- Born: Abdul Ghafoor Pechuho 1845 Humaayoon, Sindh, British India
- Died: 20 June 1918 (aged 72–73) Humaayoon, Sindh, British India
- Venerated in: Islam
- Major shrine: Dargah Hamayoon Sharif, Shikarpur, Sindh
- Feast: 11 Ramadan
- Tradition or genre: Sufism and mysticism

= Humayooni =

19th and 20th-century Islamic scholar, poet and author

Abdul Ghafoor Pechuho, better known as Humayooni and Muftoon Humayooni, was an Islamic scholar, saint and poet. A disciple, and student of his father Muhammad Yaqoob, he belonged to the Qadiri Sufi order, and started a mystic tradition in Greater Sindh. Much of what is known about his life is through Sufi tradition, and separating it from historical reality is difficult.

==Hamaayooni's works==
Humayooni wrote many books such as Fatwaa-e-Humayooni, Deewane Maftoon, Frahang-e-Humayooni and others. Humayooni had command over Sindhi, Persian and Arabic, and taught these languages to his disciples. Besides that he was a poet and his book of poetry is known as Dewan-e-Maftoon.

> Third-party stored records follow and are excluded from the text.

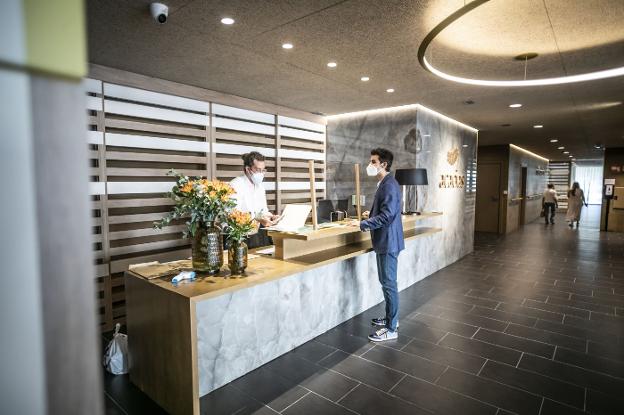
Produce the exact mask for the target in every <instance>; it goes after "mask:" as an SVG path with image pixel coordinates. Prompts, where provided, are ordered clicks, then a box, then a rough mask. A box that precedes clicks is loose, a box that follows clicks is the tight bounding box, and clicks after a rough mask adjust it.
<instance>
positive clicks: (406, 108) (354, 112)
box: [326, 104, 479, 132]
mask: <svg viewBox="0 0 624 415" xmlns="http://www.w3.org/2000/svg"><path fill="white" fill-rule="evenodd" d="M408 109H421V110H424V111H427V112H429V113H431V114H434V115H436V116H438V117H441V118H444V119H445V120H447V121H450V122H452V123H454V124H457V125H459V126H460V127H463V128H466V129H468V130H471V131H474V132H478V131H479V130H478V129H476V128H474V127H471V126H469V125H467V124H464V123H462V122H460V121H457V120H455V119H453V118H451V117H449V116H446V115H444V114H441V113H439V112H437V111H435V110H432V109H431V108H427V107H425V106H424V105H422V104H407V105H399V106H396V107H386V108H375V109H370V110H363V111H354V112H345V113H343V114H334V115H328V116H327V117H326V118H327V119H328V120H332V119H338V118H347V117H357V116H363V115H371V114H379V113H382V112H394V111H403V110H408Z"/></svg>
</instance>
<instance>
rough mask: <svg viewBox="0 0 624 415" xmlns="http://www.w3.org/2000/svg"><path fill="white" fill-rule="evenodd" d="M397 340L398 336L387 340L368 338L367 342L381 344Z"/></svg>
mask: <svg viewBox="0 0 624 415" xmlns="http://www.w3.org/2000/svg"><path fill="white" fill-rule="evenodd" d="M398 338H399V336H397V337H392V338H389V339H373V338H371V337H369V338H368V340H370V341H372V342H375V343H381V342H387V341H390V340H396V339H398Z"/></svg>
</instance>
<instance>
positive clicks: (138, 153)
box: [106, 151, 208, 164]
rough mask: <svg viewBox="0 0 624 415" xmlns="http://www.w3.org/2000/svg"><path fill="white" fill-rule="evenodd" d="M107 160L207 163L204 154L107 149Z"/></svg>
mask: <svg viewBox="0 0 624 415" xmlns="http://www.w3.org/2000/svg"><path fill="white" fill-rule="evenodd" d="M106 159H107V160H120V161H149V162H159V163H188V164H207V163H208V157H205V156H186V155H176V154H157V153H135V152H132V151H107V152H106Z"/></svg>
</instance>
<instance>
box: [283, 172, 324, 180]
mask: <svg viewBox="0 0 624 415" xmlns="http://www.w3.org/2000/svg"><path fill="white" fill-rule="evenodd" d="M281 176H282V178H283V179H307V178H309V177H310V173H308V172H294V171H283V172H282V173H281ZM315 176H316V179H325V173H318V172H316V173H315Z"/></svg>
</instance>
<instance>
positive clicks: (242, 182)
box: [230, 151, 279, 248]
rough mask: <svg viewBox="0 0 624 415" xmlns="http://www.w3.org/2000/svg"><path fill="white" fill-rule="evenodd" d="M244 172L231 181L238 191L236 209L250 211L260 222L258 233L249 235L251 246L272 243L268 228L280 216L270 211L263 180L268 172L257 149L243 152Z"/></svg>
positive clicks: (262, 155) (253, 247)
mask: <svg viewBox="0 0 624 415" xmlns="http://www.w3.org/2000/svg"><path fill="white" fill-rule="evenodd" d="M241 158H242V159H243V174H242V175H241V176H238V177H236V178H235V179H233V180H232V181H231V182H230V186H232V187H233V188H234V191H235V192H236V193H235V194H234V196H233V199H235V200H236V209H238V210H240V211H242V212H249V213H251V216H252V217H253V218H255V219H256V220H257V221H258V222H259V223H260V229H259V230H258V233H257V234H255V235H252V236H250V237H249V239H248V241H247V245H248V246H249V248H257V247H259V246H267V245H271V240H270V238H269V237H268V235H267V233H266V230H264V229H262V228H266V227H268V226H271V225H273V224H275V223H276V222H277V220H278V219H279V216H277V215H274V214H272V213H271V212H269V208H268V206H267V201H266V191H265V190H264V186H263V185H262V182H263V180H264V174H265V173H266V166H265V161H264V156H263V155H262V154H260V153H258V152H257V151H252V152H250V153H246V154H243V155H242V156H241Z"/></svg>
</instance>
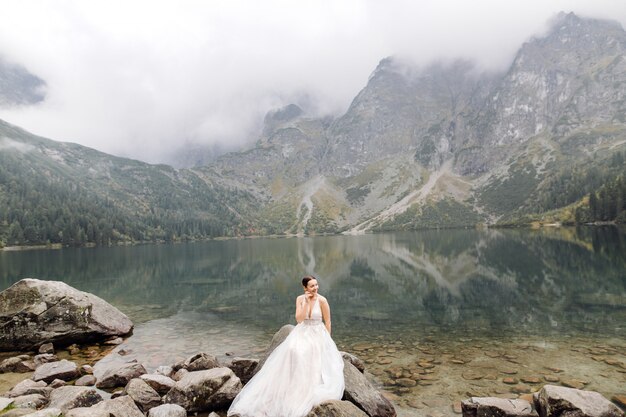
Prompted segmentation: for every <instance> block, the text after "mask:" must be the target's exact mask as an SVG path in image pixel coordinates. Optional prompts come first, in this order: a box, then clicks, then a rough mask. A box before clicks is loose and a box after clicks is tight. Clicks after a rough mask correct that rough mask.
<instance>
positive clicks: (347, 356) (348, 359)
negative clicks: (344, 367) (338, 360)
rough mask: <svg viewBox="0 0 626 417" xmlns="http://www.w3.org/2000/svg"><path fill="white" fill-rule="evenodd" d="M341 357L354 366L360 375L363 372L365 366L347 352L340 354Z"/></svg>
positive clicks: (358, 357)
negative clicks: (360, 373) (343, 358)
mask: <svg viewBox="0 0 626 417" xmlns="http://www.w3.org/2000/svg"><path fill="white" fill-rule="evenodd" d="M341 357H343V358H344V360H347V361H348V362H350V363H351V364H352V365H354V367H355V368H356V369H358V370H359V372H361V373H363V372H365V364H364V363H363V361H362V360H361V359H360V358H359V357H357V356H355V355H353V354H351V353H348V352H341Z"/></svg>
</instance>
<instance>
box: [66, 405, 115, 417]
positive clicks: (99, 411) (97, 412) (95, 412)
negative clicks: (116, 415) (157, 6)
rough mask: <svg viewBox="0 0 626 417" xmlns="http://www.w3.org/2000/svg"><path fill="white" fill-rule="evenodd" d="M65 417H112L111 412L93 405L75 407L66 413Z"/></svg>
mask: <svg viewBox="0 0 626 417" xmlns="http://www.w3.org/2000/svg"><path fill="white" fill-rule="evenodd" d="M64 416H65V417H110V416H111V414H110V413H109V412H108V411H104V410H94V409H93V408H91V407H79V408H73V409H71V410H70V411H68V412H67V413H65V414H64Z"/></svg>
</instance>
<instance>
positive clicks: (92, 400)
mask: <svg viewBox="0 0 626 417" xmlns="http://www.w3.org/2000/svg"><path fill="white" fill-rule="evenodd" d="M100 401H102V396H101V395H100V394H98V392H97V391H96V390H95V389H93V388H88V387H75V386H71V385H68V386H65V387H61V388H57V389H55V390H53V391H52V392H51V393H50V403H49V404H48V407H50V408H60V409H61V410H62V411H67V410H71V409H72V408H77V407H90V406H92V405H94V404H97V403H99V402H100Z"/></svg>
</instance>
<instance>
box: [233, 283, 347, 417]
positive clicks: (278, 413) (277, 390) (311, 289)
mask: <svg viewBox="0 0 626 417" xmlns="http://www.w3.org/2000/svg"><path fill="white" fill-rule="evenodd" d="M302 286H303V287H304V294H302V295H300V296H298V298H297V299H296V321H297V322H298V325H297V326H296V327H295V328H294V329H293V330H292V331H291V333H290V334H289V336H287V338H286V339H285V340H284V341H283V342H282V343H281V344H280V345H279V346H278V347H277V348H276V349H274V351H273V352H272V353H271V354H270V356H269V357H268V358H267V360H266V361H265V364H264V365H263V367H262V368H261V370H260V371H259V372H258V373H257V374H256V375H255V376H254V377H253V378H252V379H251V380H250V381H249V382H248V383H247V384H246V385H245V386H244V387H243V389H242V390H241V392H240V393H239V395H237V397H236V398H235V400H234V401H233V403H232V405H231V406H230V408H229V409H228V416H229V417H230V416H240V417H304V416H306V415H307V414H308V413H309V411H311V409H312V408H313V407H314V406H315V405H317V404H319V403H321V402H324V401H327V400H340V399H341V397H342V396H343V390H344V380H343V359H342V357H341V354H340V353H339V351H338V350H337V346H336V345H335V342H333V339H332V338H331V337H330V331H331V322H330V306H329V305H328V301H327V300H326V298H325V297H323V296H322V295H320V294H318V292H317V290H318V288H319V285H318V283H317V279H315V277H313V276H306V277H304V278H303V279H302Z"/></svg>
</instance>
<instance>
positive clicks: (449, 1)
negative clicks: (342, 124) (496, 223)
mask: <svg viewBox="0 0 626 417" xmlns="http://www.w3.org/2000/svg"><path fill="white" fill-rule="evenodd" d="M559 11H566V12H569V11H574V12H575V13H577V14H579V15H581V16H586V17H598V18H611V19H616V20H618V21H620V23H622V25H624V24H625V23H626V8H624V7H623V5H622V4H621V2H617V1H612V0H611V1H608V0H588V1H560V0H554V1H550V2H546V1H544V0H532V1H524V2H521V1H519V2H518V1H510V2H509V1H507V2H502V1H499V0H498V1H497V0H490V1H474V2H467V1H464V0H458V1H451V0H450V1H424V2H412V1H408V0H407V1H390V2H378V1H375V0H364V1H356V0H346V1H341V2H337V1H333V0H316V1H313V0H305V1H298V2H293V1H287V0H268V1H264V2H255V1H240V0H232V1H210V2H204V1H176V2H175V1H156V2H153V1H133V2H124V1H89V2H80V1H64V2H54V3H52V2H48V1H45V0H37V1H35V0H33V1H31V0H25V1H19V2H17V1H16V2H2V3H1V4H0V53H2V54H3V55H4V56H6V57H8V58H10V59H11V60H13V61H14V62H18V63H20V64H22V65H24V66H26V67H27V68H28V69H29V70H30V71H31V72H32V73H34V74H35V75H37V76H39V77H40V78H42V79H44V80H45V81H46V83H47V85H48V89H47V98H46V100H45V101H44V102H43V103H41V104H39V105H37V106H31V107H26V108H24V107H22V108H14V109H10V110H3V111H2V113H1V114H0V118H1V119H4V120H6V121H8V122H10V123H14V124H17V125H19V126H21V127H24V128H26V129H28V130H30V131H32V132H34V133H37V134H39V135H42V136H46V137H50V138H52V139H55V140H63V141H72V142H77V143H80V144H84V145H87V146H91V147H94V148H96V149H99V150H102V151H105V152H109V153H113V154H117V155H125V156H131V157H134V158H138V159H142V160H146V161H150V162H158V161H162V160H166V159H167V156H168V155H169V154H170V153H172V152H173V151H174V150H175V149H176V148H177V147H179V146H180V145H181V144H184V143H189V142H191V143H199V144H216V143H219V144H222V145H223V146H226V147H233V146H241V145H243V144H245V143H250V142H251V141H253V140H254V139H255V138H256V135H257V134H258V133H259V132H260V128H261V123H262V120H263V116H264V115H265V113H266V112H267V111H268V110H270V109H273V108H277V107H280V106H283V105H286V104H288V103H292V102H293V103H297V104H299V105H301V106H302V107H303V108H305V109H306V110H307V111H308V112H309V113H310V114H312V115H323V114H335V115H337V114H341V113H342V112H344V111H345V110H346V109H347V107H348V106H349V104H350V102H351V100H352V99H353V98H354V96H355V95H356V94H357V93H358V92H359V90H360V89H361V88H363V86H364V85H365V84H366V82H367V79H368V76H369V75H370V73H371V72H372V71H373V69H374V68H375V67H376V65H377V63H378V61H379V60H380V59H382V58H384V57H386V56H390V55H396V56H401V57H403V59H405V60H407V61H410V62H413V63H415V64H417V65H423V64H427V63H429V62H431V61H432V60H435V59H441V58H444V59H449V58H456V57H460V58H466V59H472V60H474V61H475V62H476V63H477V65H479V66H480V67H481V68H486V69H505V68H506V67H507V66H508V65H509V63H510V62H511V60H512V58H513V55H514V54H515V52H516V51H517V49H518V48H519V47H520V46H521V44H522V43H523V42H524V41H526V40H528V39H529V38H530V37H531V36H533V35H541V34H542V33H544V32H545V31H546V29H547V24H548V21H549V19H550V18H551V17H553V16H554V15H555V14H556V13H558V12H559Z"/></svg>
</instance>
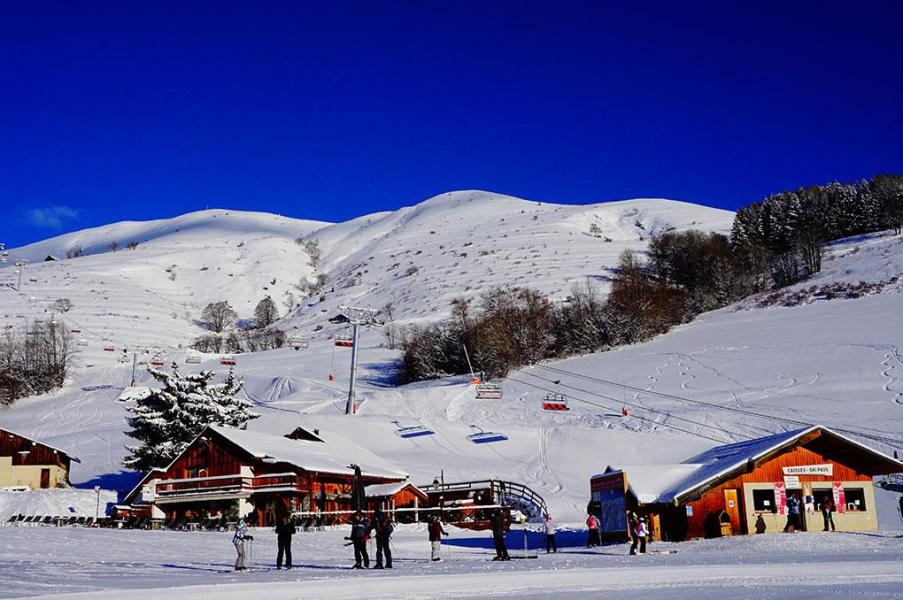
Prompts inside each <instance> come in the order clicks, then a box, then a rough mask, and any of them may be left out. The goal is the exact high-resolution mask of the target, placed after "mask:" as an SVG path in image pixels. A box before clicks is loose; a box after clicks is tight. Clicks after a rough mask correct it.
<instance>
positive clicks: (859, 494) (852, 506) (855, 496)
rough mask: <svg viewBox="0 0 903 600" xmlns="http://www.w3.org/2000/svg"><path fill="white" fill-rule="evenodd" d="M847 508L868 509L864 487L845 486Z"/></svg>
mask: <svg viewBox="0 0 903 600" xmlns="http://www.w3.org/2000/svg"><path fill="white" fill-rule="evenodd" d="M843 491H844V497H845V500H844V503H845V504H846V506H845V508H846V509H847V510H848V511H856V510H866V506H865V490H863V489H862V488H848V487H845V488H843Z"/></svg>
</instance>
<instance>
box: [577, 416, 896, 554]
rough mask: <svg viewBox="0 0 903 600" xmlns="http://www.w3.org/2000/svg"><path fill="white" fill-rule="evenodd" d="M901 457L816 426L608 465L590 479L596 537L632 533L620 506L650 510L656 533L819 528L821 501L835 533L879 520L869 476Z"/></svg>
mask: <svg viewBox="0 0 903 600" xmlns="http://www.w3.org/2000/svg"><path fill="white" fill-rule="evenodd" d="M901 471H903V463H901V462H900V461H898V460H896V459H894V458H891V457H889V456H887V455H885V454H882V453H880V452H878V451H876V450H874V449H872V448H869V447H867V446H865V445H863V444H860V443H859V442H856V441H855V440H852V439H850V438H848V437H846V436H843V435H840V434H838V433H836V432H834V431H831V430H830V429H828V428H826V427H822V426H813V427H809V428H805V429H800V430H797V431H791V432H785V433H780V434H776V435H773V436H768V437H764V438H759V439H755V440H750V441H746V442H739V443H735V444H728V445H725V446H718V447H715V448H712V449H711V450H708V451H706V452H703V453H702V454H699V455H697V456H694V457H692V458H690V459H688V460H686V461H684V462H683V463H678V464H668V465H633V466H609V467H608V468H607V469H606V470H605V472H603V473H601V474H599V475H595V476H593V478H592V479H591V481H590V488H591V490H590V491H591V501H590V506H589V510H590V511H591V512H593V513H595V514H596V515H597V516H599V517H600V519H601V520H602V525H603V535H606V536H607V537H609V538H611V539H623V538H626V537H628V536H629V532H628V531H627V514H628V513H629V512H630V511H636V512H637V513H638V514H640V515H644V516H645V517H646V518H647V522H648V525H649V528H650V530H651V532H652V535H653V536H654V538H655V539H667V540H683V539H688V538H699V537H715V536H719V535H732V534H748V533H774V532H782V531H784V530H785V529H786V528H787V526H788V523H790V522H792V521H793V520H795V519H796V517H793V518H791V515H790V512H791V510H790V505H791V504H793V503H794V500H790V498H795V500H796V502H798V503H799V509H800V510H799V522H798V523H793V529H795V530H805V531H821V530H822V529H823V528H824V525H825V522H824V519H823V514H822V511H821V508H822V507H823V506H825V505H827V504H828V502H829V501H830V503H831V504H833V506H834V507H835V511H834V513H833V522H834V525H835V526H836V528H837V530H839V531H874V530H876V529H877V528H878V513H877V505H876V503H875V495H874V485H873V478H874V477H876V476H878V475H887V474H891V473H897V472H901Z"/></svg>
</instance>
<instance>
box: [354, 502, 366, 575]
mask: <svg viewBox="0 0 903 600" xmlns="http://www.w3.org/2000/svg"><path fill="white" fill-rule="evenodd" d="M369 530H370V526H369V524H368V523H367V519H365V518H364V513H362V512H361V511H357V512H356V513H354V516H353V517H352V518H351V544H352V545H353V546H354V567H352V568H353V569H369V568H370V556H369V555H368V554H367V537H368V535H367V534H368V532H369Z"/></svg>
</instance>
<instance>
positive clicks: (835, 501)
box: [834, 481, 847, 512]
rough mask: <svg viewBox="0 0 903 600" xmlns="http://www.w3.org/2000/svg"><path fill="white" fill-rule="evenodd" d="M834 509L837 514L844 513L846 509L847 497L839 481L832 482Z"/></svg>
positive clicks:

Tuhnje Zulf Je Band Kamanda Widha, Zindan Hazarain Maa Na Rogo
Tuhnje Shahi Dastar Khwan Mathe, Mehman Hazarain Maa Na Rogo
Tuhnje Jalwa Jamal Je Ishwagiri, Kaya Mulka Mutiya Wasiya Wari
Cha Jina Malaika Hoora Pari, Ghilmana Hazarain Maa Na Rogo
Kiyen Abru Taigha Shaheed Kaya, Keyen Naza Mazeeda Mureeda Kaya
Re Narain Deeda Khareeda Kaya, Sultana Hazarain Maa Na Rogo
Aye Maha Laka Mehbooba Mitha, Tuhnje Nazo Ada Tan Jana Fida
Thiya Damangir Ameera Gada, Heran Hazarain Maa Na Rogo
Kaye Ghayal Tuhnje Ghoora Sanda, Makhmur Ghafoora Saroora Sanda
Tuhnje Noora Maoora Zahoora Sanda, Nigrana Hazarain Maa Na Rogo
— "Muftoon Humayooni, Affection of Yours

== Death ==
He died on 20 June 1918.

== Urs ==
Disciples celebrate his urs every year on 11 Ramadan.